O Papel de Potências Emergentes

A Arábia Saudita tem fortalecido os seus laços com a China, o maior importador de petróleo do mundo. Em dezembro de 2022, o presidente chinês, Xi Jinping, visitou a Arábia Saudita, resultando numa parceria estratégica abrangente, incluindo acordos para transações de petróleo em yuan. Pequim procura reduzir a sua dependência do dólar e aumentar a internacionalização da sua moeda. A introdução do contrato futuro de petróleo em yuan pela Bolsa Internacional de Energia de Xangai é um exemplo dessa mudança.

Além disso, a Arábia Saudita ingressou no BRICS em janeiro deste ano. O grupo tem procurado maneiras de negociar petróleo e outras commodities em moedas locais, desafiando ainda mais a hegemonia do dólar.
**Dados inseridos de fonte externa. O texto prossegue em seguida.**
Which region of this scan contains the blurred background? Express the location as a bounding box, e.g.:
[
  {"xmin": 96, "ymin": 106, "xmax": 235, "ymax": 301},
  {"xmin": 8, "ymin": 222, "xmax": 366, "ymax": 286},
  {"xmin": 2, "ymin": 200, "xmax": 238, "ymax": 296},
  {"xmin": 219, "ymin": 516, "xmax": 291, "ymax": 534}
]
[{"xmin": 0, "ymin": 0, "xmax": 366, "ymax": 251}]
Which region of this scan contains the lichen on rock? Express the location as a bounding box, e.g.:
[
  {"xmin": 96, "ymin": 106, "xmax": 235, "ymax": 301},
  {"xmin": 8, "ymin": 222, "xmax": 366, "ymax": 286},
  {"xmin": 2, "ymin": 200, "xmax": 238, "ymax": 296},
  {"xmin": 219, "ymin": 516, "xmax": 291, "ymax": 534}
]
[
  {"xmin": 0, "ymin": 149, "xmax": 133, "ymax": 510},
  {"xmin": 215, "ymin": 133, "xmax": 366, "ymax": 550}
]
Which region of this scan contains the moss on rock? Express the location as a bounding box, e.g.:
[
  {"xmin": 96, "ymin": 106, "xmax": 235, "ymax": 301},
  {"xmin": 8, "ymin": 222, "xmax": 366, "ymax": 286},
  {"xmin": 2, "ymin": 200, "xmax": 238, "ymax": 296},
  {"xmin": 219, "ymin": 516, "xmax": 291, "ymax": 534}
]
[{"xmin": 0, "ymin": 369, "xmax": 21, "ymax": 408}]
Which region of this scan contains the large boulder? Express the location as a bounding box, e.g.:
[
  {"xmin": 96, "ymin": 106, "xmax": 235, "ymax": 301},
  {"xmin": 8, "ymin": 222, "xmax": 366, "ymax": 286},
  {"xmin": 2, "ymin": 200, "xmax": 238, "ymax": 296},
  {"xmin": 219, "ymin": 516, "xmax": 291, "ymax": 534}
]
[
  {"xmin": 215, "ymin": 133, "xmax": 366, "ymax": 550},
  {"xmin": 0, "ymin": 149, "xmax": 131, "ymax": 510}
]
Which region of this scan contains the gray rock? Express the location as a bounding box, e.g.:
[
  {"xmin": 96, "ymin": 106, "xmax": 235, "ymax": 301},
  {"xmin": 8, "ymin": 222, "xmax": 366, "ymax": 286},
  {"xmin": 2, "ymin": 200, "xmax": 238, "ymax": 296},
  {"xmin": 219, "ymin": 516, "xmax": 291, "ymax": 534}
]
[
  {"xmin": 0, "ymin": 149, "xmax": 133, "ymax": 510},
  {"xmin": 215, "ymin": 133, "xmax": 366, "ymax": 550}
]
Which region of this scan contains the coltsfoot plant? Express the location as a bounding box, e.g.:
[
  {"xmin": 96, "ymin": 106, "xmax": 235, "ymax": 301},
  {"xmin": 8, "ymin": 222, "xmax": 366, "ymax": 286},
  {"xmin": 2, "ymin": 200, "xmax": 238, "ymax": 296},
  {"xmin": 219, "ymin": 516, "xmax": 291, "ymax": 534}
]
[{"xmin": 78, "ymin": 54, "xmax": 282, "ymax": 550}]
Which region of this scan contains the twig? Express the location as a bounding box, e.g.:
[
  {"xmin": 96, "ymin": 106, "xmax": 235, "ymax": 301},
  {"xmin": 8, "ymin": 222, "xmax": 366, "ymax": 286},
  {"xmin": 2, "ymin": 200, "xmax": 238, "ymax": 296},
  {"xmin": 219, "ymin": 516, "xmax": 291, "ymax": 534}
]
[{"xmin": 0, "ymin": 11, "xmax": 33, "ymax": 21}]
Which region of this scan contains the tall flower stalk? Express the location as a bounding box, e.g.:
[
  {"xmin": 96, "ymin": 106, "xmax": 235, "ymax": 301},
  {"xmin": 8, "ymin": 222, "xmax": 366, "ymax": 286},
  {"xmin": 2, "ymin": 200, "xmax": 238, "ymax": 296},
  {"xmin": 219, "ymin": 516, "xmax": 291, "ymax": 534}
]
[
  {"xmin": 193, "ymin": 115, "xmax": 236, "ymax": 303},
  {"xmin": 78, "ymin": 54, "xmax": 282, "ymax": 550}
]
Numa declaração conjunta emitida na segunda-feira, 10 de junho de 2024, os ministros das relações exteriores dos países que formam o bloco enfatizaram a importância do uso aprimorado de moedas locais em transações comerciais e financeiras entre os países, incluindo o petróleo.

Implicações Globais do Fim do Petrodólar

A decisão da Arábia Saudita de encerrar o acordo de petrodólar pode ter implicações significativas para a hegemonia económica dos EUA. Com a diminuição da procura por dólares, os EUA podem enfrentar desafios adicionais em financiar os seus défices sem causar inflação interna ou queda nos preços dos títulos do Tesouro. A decisão reflete um realinhamento estratégico, com a Arábia Saudita a procurar fortalecer laços com potências emergentes como China e Rússia, ao invés de depender exclusivamente dos EUA.

Embora o dólar ainda mantenha a sua predominância no curto prazo devido à sua vasta utilização em transações financeiras globais e como reserva de valor, a gradual aceitação de outras moedas no comércio de petróleo sinaliza uma tendência de longo prazo de diversificação e potencial declínio da supremacia do dólar. Essas mudanças indicam uma transição lenta, mas significativa, para um cenário económico global mais multipolar e menos dependente da moeda dos EUA.

Conclusão

O fim do acordo de petrodólar entre a Arábia Saudita e os Estados Unidos marca o início de uma nova era na geopolítica e na economia global. Este movimento não apenas desafia a hegemonia do dólar, mas também reflete uma mudança estratégica em direção a um mundo multipolar. As próximas décadas serão cruciais para observar como essa transição se desenrolará e quais serão as suas repercussões para a ordem financeira global.